En 1997 volví a saber “algo” de la banda a propósito de su reunión para celebrar su 25° aniversario, participar en el Live Aid y girar con su disco Quadrophenia, grabado en 1973. A esas alturas, Guns and Roses era una banda disuelta que sumó a su breve legado un álbum de covers súper ventas (The Spaghetti Incident) y una buena versión de Sympathy for the devil para la película Entrevista con el vampiro en 1993 y 1994, respectivamente. Aerosmith hacía gala de su más que exitosa sobrevivencia con su disco Nine Lives, tras su álbum compilatorio Big ones (1995), Pump (1989) y Get a grip (1993), con el que se enseñoreó en MTV mediante videoclips como Livin’ on the edge, Amazing, Cryin’ y, principalmente, Crazy. Y Def Leppard se despedía definitivamente de su sonido original para perseverar en uno más propio de sus discos Hysteria (1987), Adrenalize (1992) y Slang (1996), que obtuvo buenas críticas pero no el mismo éxito comercial de los dos anteriores.

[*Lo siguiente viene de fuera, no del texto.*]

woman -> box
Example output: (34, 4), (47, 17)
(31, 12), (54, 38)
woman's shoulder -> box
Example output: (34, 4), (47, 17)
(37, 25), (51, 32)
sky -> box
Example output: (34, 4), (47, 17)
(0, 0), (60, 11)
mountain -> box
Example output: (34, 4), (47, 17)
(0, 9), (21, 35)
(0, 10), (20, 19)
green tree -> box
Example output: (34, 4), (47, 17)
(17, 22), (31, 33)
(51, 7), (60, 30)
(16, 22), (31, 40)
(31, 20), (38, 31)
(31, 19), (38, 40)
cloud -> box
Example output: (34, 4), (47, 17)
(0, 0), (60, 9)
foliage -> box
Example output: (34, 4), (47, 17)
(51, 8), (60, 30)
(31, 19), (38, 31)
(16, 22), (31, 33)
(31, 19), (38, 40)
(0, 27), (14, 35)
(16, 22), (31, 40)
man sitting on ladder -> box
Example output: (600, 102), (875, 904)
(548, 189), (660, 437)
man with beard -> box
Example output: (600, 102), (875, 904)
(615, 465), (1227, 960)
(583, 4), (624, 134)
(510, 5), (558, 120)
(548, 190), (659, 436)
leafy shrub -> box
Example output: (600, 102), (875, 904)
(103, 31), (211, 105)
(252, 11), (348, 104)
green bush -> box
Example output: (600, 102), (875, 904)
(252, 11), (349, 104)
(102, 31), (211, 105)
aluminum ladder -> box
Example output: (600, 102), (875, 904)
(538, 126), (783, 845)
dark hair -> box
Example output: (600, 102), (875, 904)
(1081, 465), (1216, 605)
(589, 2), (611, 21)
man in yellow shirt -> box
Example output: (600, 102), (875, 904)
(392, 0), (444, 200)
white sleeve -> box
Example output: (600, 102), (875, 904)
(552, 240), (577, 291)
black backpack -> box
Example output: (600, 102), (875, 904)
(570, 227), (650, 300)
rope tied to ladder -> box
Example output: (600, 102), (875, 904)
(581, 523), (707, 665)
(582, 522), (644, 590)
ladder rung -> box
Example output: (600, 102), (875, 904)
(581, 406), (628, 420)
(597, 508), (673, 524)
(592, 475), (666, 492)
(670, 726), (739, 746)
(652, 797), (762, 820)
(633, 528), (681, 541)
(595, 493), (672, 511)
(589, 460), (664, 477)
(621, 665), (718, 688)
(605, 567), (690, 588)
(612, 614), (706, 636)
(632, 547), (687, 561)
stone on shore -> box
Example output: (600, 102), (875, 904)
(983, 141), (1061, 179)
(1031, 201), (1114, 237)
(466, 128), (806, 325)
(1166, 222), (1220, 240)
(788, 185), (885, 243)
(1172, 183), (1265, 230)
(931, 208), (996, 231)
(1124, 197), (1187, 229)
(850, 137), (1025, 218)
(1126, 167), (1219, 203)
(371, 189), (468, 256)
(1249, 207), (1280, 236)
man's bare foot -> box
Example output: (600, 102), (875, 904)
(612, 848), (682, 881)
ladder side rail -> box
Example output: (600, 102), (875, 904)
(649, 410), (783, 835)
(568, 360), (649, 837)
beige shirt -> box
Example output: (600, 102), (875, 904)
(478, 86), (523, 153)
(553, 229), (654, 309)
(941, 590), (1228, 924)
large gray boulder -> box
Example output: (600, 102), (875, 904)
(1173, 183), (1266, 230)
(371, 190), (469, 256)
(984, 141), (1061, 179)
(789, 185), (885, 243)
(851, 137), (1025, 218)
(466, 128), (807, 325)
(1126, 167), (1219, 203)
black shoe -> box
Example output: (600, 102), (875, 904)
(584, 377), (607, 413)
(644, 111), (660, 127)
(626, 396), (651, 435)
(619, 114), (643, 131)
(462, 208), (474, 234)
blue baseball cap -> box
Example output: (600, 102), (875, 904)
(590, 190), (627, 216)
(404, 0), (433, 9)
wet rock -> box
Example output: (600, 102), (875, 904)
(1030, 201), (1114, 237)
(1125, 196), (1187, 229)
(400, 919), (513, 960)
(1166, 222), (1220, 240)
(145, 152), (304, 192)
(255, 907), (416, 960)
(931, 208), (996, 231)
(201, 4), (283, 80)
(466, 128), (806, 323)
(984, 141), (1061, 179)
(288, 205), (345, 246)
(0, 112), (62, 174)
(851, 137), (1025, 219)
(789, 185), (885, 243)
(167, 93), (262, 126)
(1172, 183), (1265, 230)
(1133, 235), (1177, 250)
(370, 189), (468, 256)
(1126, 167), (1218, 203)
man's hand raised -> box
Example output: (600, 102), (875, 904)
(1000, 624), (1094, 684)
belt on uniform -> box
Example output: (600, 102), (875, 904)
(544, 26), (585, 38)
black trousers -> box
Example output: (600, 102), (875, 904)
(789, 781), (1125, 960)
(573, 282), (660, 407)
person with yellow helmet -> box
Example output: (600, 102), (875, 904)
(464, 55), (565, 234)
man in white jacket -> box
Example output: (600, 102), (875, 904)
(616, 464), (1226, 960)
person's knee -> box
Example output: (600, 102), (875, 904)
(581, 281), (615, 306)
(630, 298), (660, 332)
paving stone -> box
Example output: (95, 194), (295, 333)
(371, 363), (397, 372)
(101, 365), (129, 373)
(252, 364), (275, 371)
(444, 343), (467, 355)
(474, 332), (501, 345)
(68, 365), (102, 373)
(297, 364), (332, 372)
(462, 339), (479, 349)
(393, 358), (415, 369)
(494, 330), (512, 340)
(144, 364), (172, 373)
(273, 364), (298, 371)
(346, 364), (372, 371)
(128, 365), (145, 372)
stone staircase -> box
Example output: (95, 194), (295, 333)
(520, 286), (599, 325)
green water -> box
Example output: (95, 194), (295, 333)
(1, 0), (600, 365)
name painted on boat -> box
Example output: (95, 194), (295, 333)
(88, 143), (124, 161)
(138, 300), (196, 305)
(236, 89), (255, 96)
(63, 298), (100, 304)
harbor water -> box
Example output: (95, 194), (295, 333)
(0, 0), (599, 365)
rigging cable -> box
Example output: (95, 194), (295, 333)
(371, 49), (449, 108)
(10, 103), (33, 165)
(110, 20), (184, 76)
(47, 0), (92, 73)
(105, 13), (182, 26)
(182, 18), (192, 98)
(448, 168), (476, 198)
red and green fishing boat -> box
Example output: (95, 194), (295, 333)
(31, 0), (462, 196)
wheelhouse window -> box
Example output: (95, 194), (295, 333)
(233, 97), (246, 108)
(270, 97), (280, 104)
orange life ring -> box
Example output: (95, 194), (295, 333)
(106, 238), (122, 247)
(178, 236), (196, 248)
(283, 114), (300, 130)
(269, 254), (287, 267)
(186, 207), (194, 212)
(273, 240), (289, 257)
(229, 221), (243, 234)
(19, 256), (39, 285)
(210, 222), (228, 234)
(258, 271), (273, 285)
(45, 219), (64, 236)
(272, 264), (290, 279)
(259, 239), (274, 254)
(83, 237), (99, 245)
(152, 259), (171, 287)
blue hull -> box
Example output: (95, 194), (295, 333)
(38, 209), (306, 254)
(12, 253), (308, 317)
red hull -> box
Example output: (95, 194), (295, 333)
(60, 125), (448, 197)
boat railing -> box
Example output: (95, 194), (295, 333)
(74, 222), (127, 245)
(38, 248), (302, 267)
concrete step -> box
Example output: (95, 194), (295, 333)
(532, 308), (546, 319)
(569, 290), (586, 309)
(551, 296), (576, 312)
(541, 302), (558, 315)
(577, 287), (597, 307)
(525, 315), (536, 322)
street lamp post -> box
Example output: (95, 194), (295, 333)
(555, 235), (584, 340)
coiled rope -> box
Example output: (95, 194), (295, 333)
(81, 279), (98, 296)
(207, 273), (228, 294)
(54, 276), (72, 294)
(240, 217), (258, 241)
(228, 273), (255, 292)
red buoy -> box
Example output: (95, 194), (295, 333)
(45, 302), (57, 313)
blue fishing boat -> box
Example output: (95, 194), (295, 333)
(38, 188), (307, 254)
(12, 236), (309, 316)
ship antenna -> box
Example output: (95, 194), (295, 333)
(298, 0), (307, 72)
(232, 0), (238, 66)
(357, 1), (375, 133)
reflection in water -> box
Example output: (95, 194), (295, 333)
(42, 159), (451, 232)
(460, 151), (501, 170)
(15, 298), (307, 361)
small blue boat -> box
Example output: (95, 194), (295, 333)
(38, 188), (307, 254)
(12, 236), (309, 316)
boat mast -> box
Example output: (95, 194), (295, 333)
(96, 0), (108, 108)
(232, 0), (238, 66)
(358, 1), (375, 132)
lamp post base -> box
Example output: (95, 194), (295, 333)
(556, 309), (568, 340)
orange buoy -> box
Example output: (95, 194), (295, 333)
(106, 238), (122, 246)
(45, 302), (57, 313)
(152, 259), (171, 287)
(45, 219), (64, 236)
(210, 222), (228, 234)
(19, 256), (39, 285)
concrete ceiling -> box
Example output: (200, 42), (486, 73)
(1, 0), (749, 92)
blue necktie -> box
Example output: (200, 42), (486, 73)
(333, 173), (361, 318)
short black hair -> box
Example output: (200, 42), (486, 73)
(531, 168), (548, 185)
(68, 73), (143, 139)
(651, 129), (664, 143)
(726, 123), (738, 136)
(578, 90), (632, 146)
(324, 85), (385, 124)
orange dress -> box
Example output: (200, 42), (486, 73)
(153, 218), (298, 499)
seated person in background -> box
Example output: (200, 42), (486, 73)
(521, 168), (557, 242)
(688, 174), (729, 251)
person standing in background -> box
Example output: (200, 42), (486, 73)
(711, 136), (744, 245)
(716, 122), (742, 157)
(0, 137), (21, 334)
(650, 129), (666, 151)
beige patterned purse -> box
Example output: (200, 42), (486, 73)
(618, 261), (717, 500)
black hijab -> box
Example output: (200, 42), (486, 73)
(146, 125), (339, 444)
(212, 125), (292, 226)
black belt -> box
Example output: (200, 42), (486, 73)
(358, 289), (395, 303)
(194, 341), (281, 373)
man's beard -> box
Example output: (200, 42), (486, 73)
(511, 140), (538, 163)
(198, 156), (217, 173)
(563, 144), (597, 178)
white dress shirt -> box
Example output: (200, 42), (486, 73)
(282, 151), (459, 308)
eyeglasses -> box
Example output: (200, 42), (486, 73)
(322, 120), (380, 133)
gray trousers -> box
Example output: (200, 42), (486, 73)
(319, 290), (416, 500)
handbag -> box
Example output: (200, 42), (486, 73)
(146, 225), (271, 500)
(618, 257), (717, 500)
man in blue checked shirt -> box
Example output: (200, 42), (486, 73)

Superada la pirotecnia materialista que caracterizó a la “era Reagan” y la introspección nihilista de los ’90 como extremo (est)ético hacia el cual osciló con fuerza el péndulo de la historia, pareciéramos estar rumbo a la síntesis espiritual de ambas décadas en mezcla con las de las primeras de este tercer milenio. Una de consolidación de la “Aldea Global” vía internet, que ha registrado el accidentado aunque exitoso renacimiento de “una de las bandas más grandes de la historia” (The Who, según el actor y vocalista de Tenacious-D, Joe Black), la esperada y lucrativa resurrección de Guns and Roses, el comienzo de la despedida de “los chicos malos de Boston” (Aerosmith) y el macizo testimonio en vida de amistad, resiliencia, actitud y reinvención de los “díscolos-súper-ventas-de-la-New-Wave-British-of-Heavy-Metal” (NWBOHM), Def Leppard.
Desde ambos lados del Atlántico, todas han contribuido en distinto grado a la historia del rock, pese a la pérdida mortal de tres de sus miembros (Keith Moon y John Entwistle en The Who; y Steven Clark, en Def Leppard); vendido individual y conjuntamente varios centenares de millones de discos alrededor del mundo y seguido inspirando a nuevas bandas de diversas latitudes.
La que más espero, una de tres cuyos shows jamás he visto en vivo: The Who (“Escoltándola a codazos”entre sí: Aerosmith y Def Leppard).
Limp Bizkit la “homenajeó” con un buen cover de Behind blue eyes (1971) para la película Gothika. Tal como muchos otros grandes, Joe Black hizo lo propio en otro film: Escuela de Rock. Steve Harris “salió jugando” con ellos cuando quisieron hacerlo elegir entre los Beatles y los Stones. Y los años e internet me permitieron conocerla y profesarle mi admiración en la soledad de mi escritorio. Sólo me falta hacerlo en vivo y en directo.